RE: [PATCH v3 3/4] perf: Use CAP_SYSLOG with kptr_restrict checks

From: Lubashev, Igor
Date: Thu Aug 15 2019 - 18:29:05 EST


On Thu, August 15, 2019 at 4:17 PM Mathieu Poirier <mathieu.poirier@xxxxxxxxxx> wrote:
> On Wed, 14 Aug 2019 at 14:02, Lubashev, Igor <ilubashe@xxxxxxxxxx>
> wrote:
> >
> > > On Wed, August 14, 2019 at 2:52 PM Arnaldo Carvalho de Melo
> <arnaldo.melo@xxxxxxxxx> wrote:
> > > Em Wed, Aug 14, 2019 at 03:48:14PM -0300, Arnaldo Carvalho de Melo
> > > escreveu:
> > > > Em Wed, Aug 14, 2019 at 12:04:33PM -0600, Mathieu Poirier escreveu:
> > > > > # echo 0 > /proc/sys/kernel/kptr_restrict # ./tools/perf/perf
> > > > > record -e instructions:k uname
> > > > > perf: Segmentation fault
> > > > > Obtained 10 stack frames.
> > > > > ./tools/perf/perf(sighandler_dump_stack+0x44) [0x55af9e5da5d4]
> > > > > /lib/x86_64-linux-gnu/libc.so.6(+0x3ef20) [0x7fd31efb6f20]
> > > > > ./tools/perf/perf(perf_event__synthesize_kernel_mmap+0xa7)
> > > > > [0x55af9e590337]
> > > > > ./tools/perf/perf(+0x1cf5be) [0x55af9e50c5be]
> > > > > ./tools/perf/perf(cmd_record+0x1022) [0x55af9e50dff2]
> > > > > ./tools/perf/perf(+0x23f98d) [0x55af9e57c98d]
> > > > > ./tools/perf/perf(+0x23fc9e) [0x55af9e57cc9e]
> > > > > ./tools/perf/perf(main+0x369) [0x55af9e4f6bc9]
> > > > > /lib/x86_64-linux-gnu/libc.so.6(__libc_start_main+0xe7)
> > > > > [0x7fd31ef99b97]
> > > > > ./tools/perf/perf(_start+0x2a) [0x55af9e4f704a] Segmentation
> > > > > fault
> > > > >
> > > > > I can reproduce this on both x86 and ARM64.
> > > >
> > > > I don't see this with these two csets removed:
> > > >
> > > > 7ff5b5911144 perf symbols: Use CAP_SYSLOG with kptr_restrict
> > > > checks d7604b66102e perf tools: Use CAP_SYS_ADMIN with
> > > > perf_event_paranoid checks
> > > >
> > > > Which were the ones I guessed were related to the problem you
> > > > reported, so they are out of my ongoing perf/core pull request to
> > > > Ingo/Thomas, now trying with these applied and your instructions...

SNIP

> I isolated the problem to libcap-dev - if it is not installed a segmentation fault
> will occur.
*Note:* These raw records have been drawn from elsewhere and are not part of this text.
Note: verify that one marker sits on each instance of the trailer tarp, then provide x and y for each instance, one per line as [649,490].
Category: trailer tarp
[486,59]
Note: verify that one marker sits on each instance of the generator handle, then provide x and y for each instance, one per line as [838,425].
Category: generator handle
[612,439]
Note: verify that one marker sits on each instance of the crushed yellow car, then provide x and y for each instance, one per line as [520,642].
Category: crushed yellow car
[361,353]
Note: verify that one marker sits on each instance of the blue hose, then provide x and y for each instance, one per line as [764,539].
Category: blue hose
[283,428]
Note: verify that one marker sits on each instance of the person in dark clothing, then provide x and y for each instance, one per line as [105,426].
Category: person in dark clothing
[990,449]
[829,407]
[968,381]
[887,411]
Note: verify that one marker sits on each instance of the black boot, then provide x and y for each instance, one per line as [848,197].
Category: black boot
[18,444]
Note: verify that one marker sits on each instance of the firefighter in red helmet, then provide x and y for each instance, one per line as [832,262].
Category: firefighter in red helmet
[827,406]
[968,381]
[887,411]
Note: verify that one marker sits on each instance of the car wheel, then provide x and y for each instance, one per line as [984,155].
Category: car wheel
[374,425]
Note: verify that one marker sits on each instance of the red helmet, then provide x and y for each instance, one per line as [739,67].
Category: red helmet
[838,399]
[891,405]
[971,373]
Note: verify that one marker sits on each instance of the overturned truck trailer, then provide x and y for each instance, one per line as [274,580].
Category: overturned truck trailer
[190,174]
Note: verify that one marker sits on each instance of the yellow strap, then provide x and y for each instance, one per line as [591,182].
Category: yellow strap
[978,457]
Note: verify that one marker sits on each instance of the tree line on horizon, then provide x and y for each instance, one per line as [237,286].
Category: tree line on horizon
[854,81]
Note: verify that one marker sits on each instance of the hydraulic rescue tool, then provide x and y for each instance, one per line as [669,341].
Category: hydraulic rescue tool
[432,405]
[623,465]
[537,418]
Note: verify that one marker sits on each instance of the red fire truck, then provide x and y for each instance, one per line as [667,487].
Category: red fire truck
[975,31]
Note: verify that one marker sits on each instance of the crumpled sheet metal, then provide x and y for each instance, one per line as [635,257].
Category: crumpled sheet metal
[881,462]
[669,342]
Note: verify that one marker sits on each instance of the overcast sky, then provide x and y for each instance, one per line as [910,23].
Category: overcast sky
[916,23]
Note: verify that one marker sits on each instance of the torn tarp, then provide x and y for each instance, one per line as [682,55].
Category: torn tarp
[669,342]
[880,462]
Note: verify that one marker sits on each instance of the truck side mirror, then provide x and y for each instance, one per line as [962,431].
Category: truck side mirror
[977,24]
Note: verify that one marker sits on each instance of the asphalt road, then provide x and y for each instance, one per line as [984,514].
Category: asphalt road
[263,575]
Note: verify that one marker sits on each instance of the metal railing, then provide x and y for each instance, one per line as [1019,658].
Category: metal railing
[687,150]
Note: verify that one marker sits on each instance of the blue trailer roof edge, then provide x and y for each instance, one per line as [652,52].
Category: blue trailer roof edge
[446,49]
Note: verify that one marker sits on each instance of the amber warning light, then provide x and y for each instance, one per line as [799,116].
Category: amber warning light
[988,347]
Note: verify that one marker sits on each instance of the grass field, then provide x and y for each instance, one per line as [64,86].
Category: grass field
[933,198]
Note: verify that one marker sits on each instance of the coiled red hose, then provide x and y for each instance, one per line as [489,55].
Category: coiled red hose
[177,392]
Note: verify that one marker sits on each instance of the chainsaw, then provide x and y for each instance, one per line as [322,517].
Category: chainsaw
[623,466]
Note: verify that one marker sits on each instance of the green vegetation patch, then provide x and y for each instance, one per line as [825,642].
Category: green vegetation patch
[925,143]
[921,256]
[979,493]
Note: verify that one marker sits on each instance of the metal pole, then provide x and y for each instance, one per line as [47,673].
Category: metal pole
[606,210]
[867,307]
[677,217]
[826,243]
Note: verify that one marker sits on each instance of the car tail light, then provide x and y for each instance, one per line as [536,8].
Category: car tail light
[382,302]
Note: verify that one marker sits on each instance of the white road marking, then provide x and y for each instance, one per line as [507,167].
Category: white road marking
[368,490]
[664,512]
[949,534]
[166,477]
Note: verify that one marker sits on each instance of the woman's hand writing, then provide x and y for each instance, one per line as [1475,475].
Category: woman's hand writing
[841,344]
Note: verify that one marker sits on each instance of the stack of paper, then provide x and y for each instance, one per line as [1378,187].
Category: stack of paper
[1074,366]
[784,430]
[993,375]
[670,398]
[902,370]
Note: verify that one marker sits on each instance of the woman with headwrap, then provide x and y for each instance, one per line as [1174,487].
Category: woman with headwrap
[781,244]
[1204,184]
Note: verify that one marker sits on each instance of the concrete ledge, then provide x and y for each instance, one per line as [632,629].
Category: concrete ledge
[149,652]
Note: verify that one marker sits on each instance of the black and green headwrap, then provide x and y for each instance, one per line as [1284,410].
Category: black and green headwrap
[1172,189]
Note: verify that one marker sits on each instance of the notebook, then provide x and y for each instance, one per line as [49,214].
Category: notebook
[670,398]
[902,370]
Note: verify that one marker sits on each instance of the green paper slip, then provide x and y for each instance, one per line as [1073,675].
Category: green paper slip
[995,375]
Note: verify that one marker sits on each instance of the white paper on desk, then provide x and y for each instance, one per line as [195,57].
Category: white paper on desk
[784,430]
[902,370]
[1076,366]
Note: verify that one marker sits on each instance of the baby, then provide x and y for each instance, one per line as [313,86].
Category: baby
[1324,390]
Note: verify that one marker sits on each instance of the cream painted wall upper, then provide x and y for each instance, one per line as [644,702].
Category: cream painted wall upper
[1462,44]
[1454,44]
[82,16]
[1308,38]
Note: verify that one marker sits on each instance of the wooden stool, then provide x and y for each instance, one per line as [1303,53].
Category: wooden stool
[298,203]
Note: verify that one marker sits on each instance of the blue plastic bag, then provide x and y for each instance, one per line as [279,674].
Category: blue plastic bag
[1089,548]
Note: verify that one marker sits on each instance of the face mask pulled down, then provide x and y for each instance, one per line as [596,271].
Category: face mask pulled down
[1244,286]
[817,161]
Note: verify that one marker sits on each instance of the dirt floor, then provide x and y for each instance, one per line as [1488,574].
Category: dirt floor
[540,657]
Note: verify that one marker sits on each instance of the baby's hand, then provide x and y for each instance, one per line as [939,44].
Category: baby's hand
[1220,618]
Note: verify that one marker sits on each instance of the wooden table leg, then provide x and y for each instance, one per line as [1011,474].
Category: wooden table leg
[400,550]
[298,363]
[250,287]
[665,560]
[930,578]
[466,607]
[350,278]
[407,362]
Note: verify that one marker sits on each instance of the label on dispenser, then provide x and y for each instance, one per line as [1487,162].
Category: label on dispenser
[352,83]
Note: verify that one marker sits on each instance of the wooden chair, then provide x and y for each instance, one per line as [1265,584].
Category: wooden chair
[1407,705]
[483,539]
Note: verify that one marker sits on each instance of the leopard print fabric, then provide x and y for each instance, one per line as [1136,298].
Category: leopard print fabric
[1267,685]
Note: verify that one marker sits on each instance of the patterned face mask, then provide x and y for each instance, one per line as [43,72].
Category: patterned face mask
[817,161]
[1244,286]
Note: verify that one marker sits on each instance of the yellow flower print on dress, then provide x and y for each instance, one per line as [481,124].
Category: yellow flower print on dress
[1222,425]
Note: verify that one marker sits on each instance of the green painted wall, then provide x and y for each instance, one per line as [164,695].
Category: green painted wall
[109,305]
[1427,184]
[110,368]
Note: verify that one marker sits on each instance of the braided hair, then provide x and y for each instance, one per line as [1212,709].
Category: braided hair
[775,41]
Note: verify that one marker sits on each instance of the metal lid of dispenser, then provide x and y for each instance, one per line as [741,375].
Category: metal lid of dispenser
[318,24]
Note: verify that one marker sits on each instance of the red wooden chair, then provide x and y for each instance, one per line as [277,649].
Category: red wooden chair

Since this set is about using capabilities it is obvious that not
> having it on a system should fail a trace session, but it should not crash it.
>
> If libcap-dev is not installed function symbol__restricted_filename() will
> return true, which in turn will prevent symbol_name to be set in
> machine__get_running_kernel_start(). That prevents function
> map__set_kallsyms_ref_reloc_sym() from being called in
> machine__create_kernel_maps(), resulting in kmap->ref_reloc_sym being
> NULL in _perf_event__synthesize_kernel_mmap() and a segmentation fault.

Thank you, great find.

> I am not sure how this can be fixed. I counted a total of 19 instances where
> kmap->ref_reloc_sym->XYZ is called, only 2 of wich care to check if kmap-
> >ref_reloc_sym is valid before proceeding. As such I must hope that in the
> 17 other cases, kmap->ref_reloc_sym is guaranteed to be valid. If I am
> correct then all we need is to check for a valid pointer in
> _perf_event__synthesize_kernel_mmap().
> Otherwise it will be a little harder.

I also see 19 instances in 5 files, but by my inspection all cases but one are ok (the code checks for NULL earlier in the function or in a helper function).

The not ok case is __perf_event__synthesize_kermel_mmap(), which simply checks symbol_conf.kptr_restrict.

==== Option 1 =====
Fix __perf_event__synthesize_kermel_mmap(). This probably should be done regardless.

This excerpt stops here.